OCR Processor Troubleshooting

22 Jan 202510 minutes to read

Tesseract has not been initialized exception

Exception	Tesseract has not been initialized exception.
Reason	The exception may occur if the tesseract binaries and tessdata files are unavailable on the provided path.
Solution1	Set proper tesseract binaries and tessdata folder with all files and inner folders. The tessdata folder name is case-sensitive and should not change. C# [Cross-platform] `//TesseractBinaries - path of the folder tesseract binaries. OCRProcessor processor = new OCRProcessor(@"TesseractBinaries/"); //TessData - path of the folder containing the language pack processor.PerformOCR(lDoc, @"TessData/");`
Solution2	Ensure that your data file version is 3.02 since the OCR processor is built with the Tesseract version 3.02.

Exception has been thrown by the target of an invocation

Exception	Exception has been thrown by the target of an invocation.
Reason	If the tesseract binaries are not in the required structure.
Solution	To resolve this exception, ensure the tesseract binaries are in the following structure. The tessdata and tesseract binaries folder are automatically added to the bin folder of the application. The assemblies should be in the following structure. 1.bin\Debug\net7.0\runtimes\win-x64\native\leptonica-1.80.0.dll,libSyncfusionTesseract.dll 2.bin\Debug\net7.0\runtimes\win-x86\native\leptonica-1.80.0.dll,libSyncfusionTesseract.dll
Reason 1	An exception may occur due to missing or mismatched assemblies of the Tesseract binaries and Tesseract data from the OCR processor.
Reason 2	An exception may occur due to the VC++ 2015 redistributable files missing in the machine where the OCR processor takes place.
Solution	Install the VC++ 2015 redistributable files in your machine to overcome an exception. So, please select both file and install it. Refer to the following screenshot: Please find the download link Visual C++ 2015 Redistributable file, Visual C++ 2015 Redistributable file

Can’t be opened because the developer’s identity cannot be confirmed

Exception	Can't be opened because the developer's identity cannot be confirmed.
Reason	This error may occur during the initial loading of the OCR processor in Mac environments.
Solution	To resolve this issue, refer this link for more details.

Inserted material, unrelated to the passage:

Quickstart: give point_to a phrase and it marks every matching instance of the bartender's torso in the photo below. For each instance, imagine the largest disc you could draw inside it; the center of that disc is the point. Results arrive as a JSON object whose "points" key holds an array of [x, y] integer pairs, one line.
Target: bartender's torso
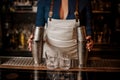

The OCR processor doesn’t process languages other than English

Exception	The OCR processor doesn't process languages other than English.
Reason	This issue may occur if the input image has other languages. The language and tessdata are unavailable for those languages.
Solution	The essential^® PDF supports all the languages the Tesseract engine supports in the OCR processor. The dictionary packs for the languages can be downloaded from the following online location: https://code.google.com/p/tesseract-ocr/downloads/list It is also mandatory to change the corresponding language code in the OCRProcessor.Settings.Language property. For example, to perform the optical character recognition in German, the property should be set as "processor.Settings.Language = "deu";"

Exception

The OCR processor doesn't process languages other than English.

Reason

This issue may occur if the input image has other languages. The language and tessdata are unavailable for those languages.

Solution

The essential^® PDF supports all the languages the Tesseract engine supports in the OCR processor. The dictionary packs for the languages can be downloaded from the following online location:
https://code.google.com/p/tesseract-ocr/downloads/list

It is also mandatory to change the corresponding language code in the OCRProcessor.Settings.Language property.
For example, to perform the optical character recognition in German, the property should be set as
"processor.Settings.Language = "deu";"

Text does not recognize properly when performing OCR on a PDF document with low-quality images

Issue	Text does not recognize properly when performing OCR on a PDF document with low-quality images
Reason	The presence of low quality images in the input PDF document may be the cause of this issue.
Solution	By using the best tessdata, we can improve the OCR results. For more information, please refer to the links below. https://github.com/tesseract-ocr/tessdata_best Note: For better performance, kindly use the fast tessdata which is mentioned in below link, https://github.com/tesseract-ocr/tessdata_fast

OCR not working on Mac: Exception has been thrown by the target of an invocation

Issue Syncfusion.Pdf.PdfException: Exception has been thrown by the target of an invocation" in the Mac machine.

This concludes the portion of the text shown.